Posts Tagged ‘Roger Corman’

Revival House: Nine Great DVD Audio Commentary Tracks

“Hey, roll it, ’cause I’ll tell ya, you know, you’re listening to a guy who learned a lot about ripping off movies from watching laserdiscs with director commentary.” —Paul Thomas Anderson, from the Boogie Nights audio commentary

Okay, so I’m an audio commentary junkie. Sometimes I’ll buy a movie I don’t particularly like all that much just because it has a commentary track or other cool extras. It seems like I’m always repurchasing some movie I already own simply because the new version has extra features.

In the laserdisc days there was Criterion. The very first audio commentary track was done by film historian Ronald Haver on the 1984 Criterion laserdisc of King Kong (1933). Unfortunately, many of those Criterion tracks still haven’t made it to DVD, including Martin Scorsese’s commentaries for Raging Bull and Taxi Driver, and Terry Gilliam’s for The Fisher King (all worth checking out, provided you can find a working laserdisc player).

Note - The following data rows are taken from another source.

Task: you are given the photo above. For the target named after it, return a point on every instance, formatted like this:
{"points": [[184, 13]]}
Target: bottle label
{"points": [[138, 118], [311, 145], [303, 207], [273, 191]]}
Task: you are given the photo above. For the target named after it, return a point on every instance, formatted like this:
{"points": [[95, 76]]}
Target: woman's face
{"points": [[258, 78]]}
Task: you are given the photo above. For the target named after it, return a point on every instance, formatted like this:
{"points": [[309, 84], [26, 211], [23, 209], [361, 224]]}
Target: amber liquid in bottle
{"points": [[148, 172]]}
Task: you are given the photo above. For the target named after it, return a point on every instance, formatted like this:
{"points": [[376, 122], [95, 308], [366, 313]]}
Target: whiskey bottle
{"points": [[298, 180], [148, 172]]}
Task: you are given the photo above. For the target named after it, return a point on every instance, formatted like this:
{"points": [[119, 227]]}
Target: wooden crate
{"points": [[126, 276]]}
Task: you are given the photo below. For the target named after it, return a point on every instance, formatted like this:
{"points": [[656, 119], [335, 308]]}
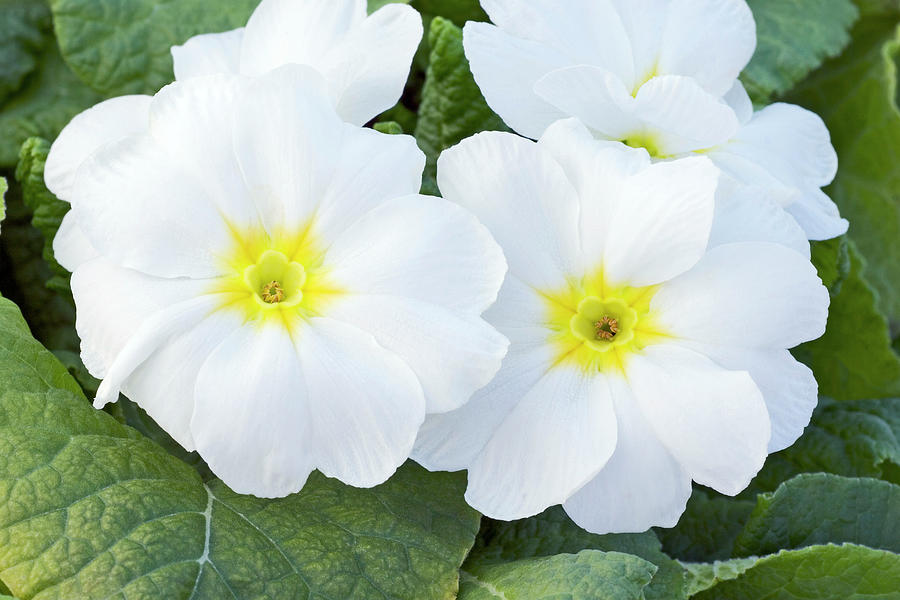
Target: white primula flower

BoogieNightsBoogie Nights (1997; director Paul Thomas Anderson). This is pretty much everything I look for in a commentary track, so it’s really too bad Anderson doesn’t seem to want to record them anymore (to date, this is the last one he’s done). There’s a lot of cool information here, including many anecdotes about the production of the film, but the real fun for me is hearing Anderson talk excitedly about how much he loves to write material for certain actors.

ANDERSON (on actor William H. Macy): And you know, everything you write, you better know what you’ve written, because he is going to say every single word exactly as you’ve written it. And he’ll sort of look at the punctuation, find out what it means. A dash means this, an ellipses means that. You know, this is in quotes, this has been underlined, this has been italicized … He’s all about finding out what the writer means, you know, and he studies the script clearly so well that as a director you don’t really have to do shit. You just have to watch him, because I feel like I did my job as a writer, so being a director was just being a fan.